Il calciomercato se ne è andato lasciando uno strascico che non piace a molti tifosi nerazzurri: pochi acquisti, tante promesse, qualche conferma. Troppo poco di fronte ai 100 e passa milioni spesi dai rivali del Milan, al super napoli in cui tutti i big hanno confermato la loro presenza, ad una Juventus che si è ancora rinforzata con giocatori di caratura europea. Ma Sabatini, Ausilio e Suning sembrano convinti che il basso profilo estivo permetterà a Spalletti di poter lavorare in un progetto a lungo termine senza troppi riflettori puntanti addosso. E intanto, si lavora per rinnovare ai giocatori che piacciono maggiormente al tecnico toscano.
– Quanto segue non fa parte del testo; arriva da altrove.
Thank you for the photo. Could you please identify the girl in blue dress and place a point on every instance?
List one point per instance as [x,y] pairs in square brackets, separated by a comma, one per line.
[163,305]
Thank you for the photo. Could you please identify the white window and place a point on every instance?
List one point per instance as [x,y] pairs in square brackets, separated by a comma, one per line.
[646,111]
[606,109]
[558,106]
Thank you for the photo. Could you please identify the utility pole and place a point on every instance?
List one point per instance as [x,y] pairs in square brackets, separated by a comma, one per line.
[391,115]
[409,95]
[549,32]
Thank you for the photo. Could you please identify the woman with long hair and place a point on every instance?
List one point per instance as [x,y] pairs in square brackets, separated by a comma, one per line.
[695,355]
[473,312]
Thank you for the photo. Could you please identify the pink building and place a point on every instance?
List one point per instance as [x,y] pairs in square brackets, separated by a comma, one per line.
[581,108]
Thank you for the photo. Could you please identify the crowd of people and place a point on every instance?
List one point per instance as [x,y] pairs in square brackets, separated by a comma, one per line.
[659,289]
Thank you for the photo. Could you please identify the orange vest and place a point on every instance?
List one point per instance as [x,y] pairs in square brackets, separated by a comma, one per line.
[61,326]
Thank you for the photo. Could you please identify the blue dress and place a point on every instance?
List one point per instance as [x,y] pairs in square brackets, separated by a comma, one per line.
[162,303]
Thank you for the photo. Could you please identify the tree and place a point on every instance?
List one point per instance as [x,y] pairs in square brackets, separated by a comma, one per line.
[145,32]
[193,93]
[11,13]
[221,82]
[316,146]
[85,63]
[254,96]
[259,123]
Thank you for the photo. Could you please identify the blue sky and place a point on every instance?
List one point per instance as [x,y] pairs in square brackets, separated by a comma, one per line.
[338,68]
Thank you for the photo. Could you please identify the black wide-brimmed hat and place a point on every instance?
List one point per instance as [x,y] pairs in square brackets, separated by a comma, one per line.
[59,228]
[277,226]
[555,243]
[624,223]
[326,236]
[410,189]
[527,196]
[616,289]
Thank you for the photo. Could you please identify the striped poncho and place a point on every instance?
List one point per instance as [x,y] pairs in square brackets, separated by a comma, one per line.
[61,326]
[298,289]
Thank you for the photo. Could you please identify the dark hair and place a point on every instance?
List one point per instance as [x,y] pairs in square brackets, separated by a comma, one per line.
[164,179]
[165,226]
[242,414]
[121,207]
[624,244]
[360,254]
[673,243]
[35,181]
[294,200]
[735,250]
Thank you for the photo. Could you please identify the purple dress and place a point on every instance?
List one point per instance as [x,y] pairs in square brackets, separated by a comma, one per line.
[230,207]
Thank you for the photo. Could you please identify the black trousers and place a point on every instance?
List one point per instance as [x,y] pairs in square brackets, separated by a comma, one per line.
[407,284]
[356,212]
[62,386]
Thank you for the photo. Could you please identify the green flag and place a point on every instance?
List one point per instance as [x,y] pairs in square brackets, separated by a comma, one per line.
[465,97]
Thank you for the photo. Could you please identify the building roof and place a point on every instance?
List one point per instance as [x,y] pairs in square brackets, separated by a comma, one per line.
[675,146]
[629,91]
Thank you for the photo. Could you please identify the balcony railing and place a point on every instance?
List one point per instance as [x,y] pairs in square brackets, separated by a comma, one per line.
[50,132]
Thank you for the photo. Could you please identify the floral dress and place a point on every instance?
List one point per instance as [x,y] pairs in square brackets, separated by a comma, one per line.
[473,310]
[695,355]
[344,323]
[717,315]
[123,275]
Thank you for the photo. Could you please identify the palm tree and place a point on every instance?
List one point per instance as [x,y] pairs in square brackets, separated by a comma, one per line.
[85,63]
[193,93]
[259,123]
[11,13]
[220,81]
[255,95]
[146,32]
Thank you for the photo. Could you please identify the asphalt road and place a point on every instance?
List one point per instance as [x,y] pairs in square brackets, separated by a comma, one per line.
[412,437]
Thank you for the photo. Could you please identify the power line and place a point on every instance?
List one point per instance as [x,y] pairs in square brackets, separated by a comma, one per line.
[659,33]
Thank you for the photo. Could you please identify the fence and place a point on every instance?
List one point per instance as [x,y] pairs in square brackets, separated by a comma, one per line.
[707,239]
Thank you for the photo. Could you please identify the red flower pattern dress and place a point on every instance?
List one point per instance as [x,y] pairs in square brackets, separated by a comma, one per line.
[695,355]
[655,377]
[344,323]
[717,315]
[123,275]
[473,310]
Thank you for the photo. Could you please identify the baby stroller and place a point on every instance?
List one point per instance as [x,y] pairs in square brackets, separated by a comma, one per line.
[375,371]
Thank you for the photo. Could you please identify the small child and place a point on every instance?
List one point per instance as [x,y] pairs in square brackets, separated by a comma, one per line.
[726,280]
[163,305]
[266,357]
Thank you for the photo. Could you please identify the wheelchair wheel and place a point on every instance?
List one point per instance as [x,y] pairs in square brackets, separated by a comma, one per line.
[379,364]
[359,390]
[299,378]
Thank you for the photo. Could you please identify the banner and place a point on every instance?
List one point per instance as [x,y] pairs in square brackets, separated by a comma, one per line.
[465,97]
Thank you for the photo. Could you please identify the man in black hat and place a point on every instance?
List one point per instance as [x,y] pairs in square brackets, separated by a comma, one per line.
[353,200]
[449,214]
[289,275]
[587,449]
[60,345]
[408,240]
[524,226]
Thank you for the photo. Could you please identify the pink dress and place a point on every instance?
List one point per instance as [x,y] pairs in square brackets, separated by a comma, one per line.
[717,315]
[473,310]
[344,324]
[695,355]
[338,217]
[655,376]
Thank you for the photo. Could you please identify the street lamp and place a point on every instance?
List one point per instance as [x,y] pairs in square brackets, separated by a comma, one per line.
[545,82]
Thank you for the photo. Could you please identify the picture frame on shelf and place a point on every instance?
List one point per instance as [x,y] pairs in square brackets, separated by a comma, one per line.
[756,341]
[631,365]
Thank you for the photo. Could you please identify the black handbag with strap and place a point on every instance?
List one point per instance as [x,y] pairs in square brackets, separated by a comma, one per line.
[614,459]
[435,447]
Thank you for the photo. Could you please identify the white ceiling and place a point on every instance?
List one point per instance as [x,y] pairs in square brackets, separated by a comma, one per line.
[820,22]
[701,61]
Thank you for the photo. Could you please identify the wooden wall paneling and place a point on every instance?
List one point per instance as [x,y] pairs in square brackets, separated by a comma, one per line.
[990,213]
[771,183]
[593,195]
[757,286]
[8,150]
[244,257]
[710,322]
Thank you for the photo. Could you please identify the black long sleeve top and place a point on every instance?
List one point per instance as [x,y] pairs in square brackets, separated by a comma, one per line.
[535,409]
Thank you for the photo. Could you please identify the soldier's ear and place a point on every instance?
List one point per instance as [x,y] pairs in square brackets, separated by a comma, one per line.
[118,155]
Perisic, dal mercato al rinnovo.

La corte estiva delle big.

Il nome più caldo in assoluto che circola oramai da settimane in casa Inter è quello di Ivan Perisic, il croato al centro di mille trattative estive e che alla fine non solo è rimasto a Milano ma adesso sta anche discutendo un rinnovo da top player sotto la Madonnina nerazzurra. Una conferma che l'Inter sa di avere giocatori di primo livello e sta chiedendo a Spalletti che diventino squadra.
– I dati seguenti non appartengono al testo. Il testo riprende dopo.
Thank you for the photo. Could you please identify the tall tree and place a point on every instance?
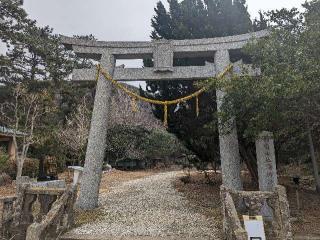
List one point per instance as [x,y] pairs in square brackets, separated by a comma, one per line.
[194,19]
[285,99]
[33,53]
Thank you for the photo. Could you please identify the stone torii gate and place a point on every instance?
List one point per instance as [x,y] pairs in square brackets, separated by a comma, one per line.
[162,52]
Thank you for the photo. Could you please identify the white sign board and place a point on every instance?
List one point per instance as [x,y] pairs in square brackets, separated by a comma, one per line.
[254,227]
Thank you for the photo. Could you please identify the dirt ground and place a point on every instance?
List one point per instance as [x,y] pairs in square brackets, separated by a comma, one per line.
[204,195]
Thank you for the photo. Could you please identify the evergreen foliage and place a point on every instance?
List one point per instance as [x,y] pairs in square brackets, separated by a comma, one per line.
[194,19]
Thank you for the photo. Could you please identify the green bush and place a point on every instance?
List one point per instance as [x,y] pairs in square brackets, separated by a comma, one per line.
[138,143]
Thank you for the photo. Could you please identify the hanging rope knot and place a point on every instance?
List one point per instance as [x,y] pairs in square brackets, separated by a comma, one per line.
[135,97]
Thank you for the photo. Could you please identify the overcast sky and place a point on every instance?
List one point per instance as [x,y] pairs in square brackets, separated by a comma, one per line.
[115,20]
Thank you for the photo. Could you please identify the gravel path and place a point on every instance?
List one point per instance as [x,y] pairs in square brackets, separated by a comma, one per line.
[150,207]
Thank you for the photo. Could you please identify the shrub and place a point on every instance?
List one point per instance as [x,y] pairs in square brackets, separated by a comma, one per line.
[138,143]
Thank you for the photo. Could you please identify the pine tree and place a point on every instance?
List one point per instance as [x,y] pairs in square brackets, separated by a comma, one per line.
[194,19]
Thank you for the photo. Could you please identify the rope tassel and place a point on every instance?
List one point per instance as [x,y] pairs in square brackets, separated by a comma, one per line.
[165,116]
[134,105]
[197,106]
[135,97]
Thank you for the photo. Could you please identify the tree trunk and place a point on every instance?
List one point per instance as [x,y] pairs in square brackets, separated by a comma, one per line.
[314,161]
[19,167]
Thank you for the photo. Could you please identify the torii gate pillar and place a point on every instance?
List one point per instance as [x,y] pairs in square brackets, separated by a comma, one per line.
[163,52]
[228,138]
[89,189]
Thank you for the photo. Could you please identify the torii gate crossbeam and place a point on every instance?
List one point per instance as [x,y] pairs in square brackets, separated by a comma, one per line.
[162,52]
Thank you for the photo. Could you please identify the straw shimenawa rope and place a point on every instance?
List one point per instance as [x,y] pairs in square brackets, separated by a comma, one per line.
[135,97]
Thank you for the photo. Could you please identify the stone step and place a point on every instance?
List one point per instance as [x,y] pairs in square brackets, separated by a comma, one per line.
[71,236]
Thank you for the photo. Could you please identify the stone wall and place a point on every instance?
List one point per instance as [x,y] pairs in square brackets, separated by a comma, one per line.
[37,213]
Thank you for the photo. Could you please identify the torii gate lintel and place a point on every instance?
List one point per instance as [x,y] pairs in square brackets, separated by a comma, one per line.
[162,52]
Ingaggio a 5 milioni e un anno in più.

Il contratto di Perisic scadrà nel giugno 2020, ma l’Inter ha una certa fretta di rivedersi ad un tavolo di trattative. Il corteggiamento estivo dello United (e prima ancora del Chelsea di Conte) aveva spinto gli inglesi a proporre al croato un’offerta da oltre sei milioni a stagione. Troppi soldi per un'Inter che comunque si era mossa garantendo al giocatore qualcosa di concreto: prolungamento di un ulteriore anno e un ingaggio che passerà dagli attuali 3 milioni ai 5 più bonus.

Miranda, il centrale del futuro.

Pronto un biennale.

Altro elemento da  preservare è il centrale difensivo brasiliano Miranda oramai diventato con la partenza di Murillo, il caposaldo del reparto arretrato interista. Per lui si sta valutando un adeguamento di contratto con un biennale e un aumento d'ingaggio. L'attuale accordo scade nel giugno 2018, c'è il rischio di una buona stagione e di una partenza a costo zero che l'Inter non può permettersi.

La ‘chioccia' giusta per Skriniar.

L’ex Atletico Madrid ha dimostrato di poter tornare ai livelli di qualche stagione fa e appare come una ottima guida per il giovane Skriniar, entrando nelle grazie di Luciano Spalletti da subito.